This website is out of date, please refer to the site on github.

# Cooking λΠ 3 ways

Posted on December 17, 2014

After my last post, I didn’t quite feel like ending there. I was a little dissatisfied with how binding was handled in the type checker, the odd blend of HOAS, GUIDs, and DeBruijn variables was… unique.

In the post I explore 3 versions of the same code

1. The original method
2. Using `bound` to handle all binding
3. Full HOAS

There’s a lot of code in this post, enough that I think it’s worth hosting the code on its own. You can find it on github and bitbucket.

## The Original

I’ve already described most of the original method here. To recap

1. Values were HOAS
2. Terms were DeBruijn
3. To bridge the gap, we had “free constants” randomly generated

The issue I had with this is we almost got the worst of all 3 worlds! We were constantly bumping a counter to keep up with the free constants we needed to generate. We had to muddy up the types of values with another notion of free constants so we could actually inspect variables under HOAS binders! And finally, we had to do the painful and tedious substitutions on DeBruijn terms.

On the other hand, if you’d never used any of those binding schemes together, you too can go triple or nothing and try to understand that code :)

What I really wanted was to unify how I represented values and terms. I still wanted a clearly correct notion of equality, but in this way I could probably dodge at least two of the above.

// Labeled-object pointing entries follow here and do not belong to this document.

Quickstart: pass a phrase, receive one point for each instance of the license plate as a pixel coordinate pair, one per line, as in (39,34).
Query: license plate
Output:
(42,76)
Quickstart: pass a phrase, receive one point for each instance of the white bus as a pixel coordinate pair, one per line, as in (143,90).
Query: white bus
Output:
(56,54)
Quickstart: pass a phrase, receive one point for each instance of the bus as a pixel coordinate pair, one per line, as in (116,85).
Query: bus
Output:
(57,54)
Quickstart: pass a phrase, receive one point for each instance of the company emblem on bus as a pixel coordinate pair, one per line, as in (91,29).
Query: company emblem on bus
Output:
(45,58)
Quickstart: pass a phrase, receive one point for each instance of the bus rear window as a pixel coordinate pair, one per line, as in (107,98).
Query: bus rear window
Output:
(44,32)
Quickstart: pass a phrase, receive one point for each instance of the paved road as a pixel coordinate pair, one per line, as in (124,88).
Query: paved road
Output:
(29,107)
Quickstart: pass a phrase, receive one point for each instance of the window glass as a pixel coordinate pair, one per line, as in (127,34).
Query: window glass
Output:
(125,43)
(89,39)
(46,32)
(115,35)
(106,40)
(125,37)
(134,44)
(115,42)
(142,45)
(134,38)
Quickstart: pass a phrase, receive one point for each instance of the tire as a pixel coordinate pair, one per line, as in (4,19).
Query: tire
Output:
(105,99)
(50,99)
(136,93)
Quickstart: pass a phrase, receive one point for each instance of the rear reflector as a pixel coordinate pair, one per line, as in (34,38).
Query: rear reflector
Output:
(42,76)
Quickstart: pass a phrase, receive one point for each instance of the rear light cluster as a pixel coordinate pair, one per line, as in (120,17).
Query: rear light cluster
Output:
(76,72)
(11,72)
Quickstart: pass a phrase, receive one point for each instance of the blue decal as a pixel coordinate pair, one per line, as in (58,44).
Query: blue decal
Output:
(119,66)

The obvious thing to do would be to stick with DeBruijn variables and just instantiate free variables with constants. This is ugly, but it’s moderately less horrible if we use a library to help us with the process.

## `bound`

So my first stab at this approach was with Edward Kmett’s bound. For those who aren’t familiar with this library, it centers around the data type `Scope`. `Scope b f a` binds variables of type `b` in the structure `f` with free variables of type `a`. The assumption is that `f` will be a monad which represents our AST.

Further, `f` is parameterized over variables, it doesn’t attempt to distinguish between bound and free ones however. This means that `>>=` corresponds to substitution. Then what `Scope` does is instantiate these variables to `B b a` which is precisely equivalent to `Either b a`.

What this results in is that each free variable is a different type from bound ones. `Scope` provides various functions for instantiating bound variables and abstracting over free ones. That’s `bound` in a nutshell.

It’s a bit easier to grok this by example, here’s our calculus ported to use `Scope`

``````    data Expr a = Var a
| App (Expr a) (Expr a)
| Annot (Expr a) (Expr a)
| ETrue
| EFalse
| Bool
| Star
| Pi (Expr a) (Scope () Expr a)
| Lam (Scope () Expr a)
| C String
deriving(Functor, Eq)``````

So the first major difference is that our polarization between inferrable and checkable terms is gone! This wasn’t something I was happy about, but in order to use `Scope` we need a monad instance and we can’t define two mutually dependent monad instances without a function from `CExpr -> IExpr`, something that clearly doesn’t exist.

Since each binder can only bind one variable at a time, we represent the newly bound variable as just `()`. This would be more complicated if we supported patterns or something similar.

Now in addition to just this, we also need a bunch of boilerplate to define some type class instances for `Scope`’s benefit.

``````    instance Eq1 Expr where (==#) = (==)
instance Applicative Expr where
pure = return
(<*>) = ap
instance Monad Expr where
return = Var
Var a >>= f = f a
(App l r) >>= f = App (l >>= f) (r >>= f)
ETrue >>= _ = ETrue
EFalse >>= _ = EFalse
Bool >>= _ = Bool
Star >>= _ = Star
C s >>= _ = C s
Annot l r >>= f = Annot (l >>= f) (r >>= f)
Pi l s >>= f = Pi (l >>= f) (s >>>= f)
Lam e >>= f = Lam (e >>>= f)``````

That weird `>>>=` is just `>>=` that works through `Scope`s. It’s a little bit frustrating that we need this somewhat boilerplate-y monad instance, but I think the results might be worth it.

From here we completely forgo an explicit `Val` type. We’re completely scrapping that whole HOAS and `VConst` ordeal. Instead we’ll just trust `Scope`’s clever `Eq` instance to handle alpha conversion. We do need to implement normalization though

``````    type Val = Expr

nf :: Expr a -> Val a
nf = \case
(Annot e t) -> nf e -- Important, nf'd data throws away annotations
(Lam e) -> Lam (toScope . nf . fromScope \$ e)
(Pi l r) -> Pi (nf l) (toScope . nf . fromScope \$ r)
(App l r) ->
case l of
Lam f -> nf (instantiate1 r f)
l' -> App l' (nf r)
e -> e``````

What’s interestingly different is actual work is shifted from within the higher order binders we had before into the case expression in `App`.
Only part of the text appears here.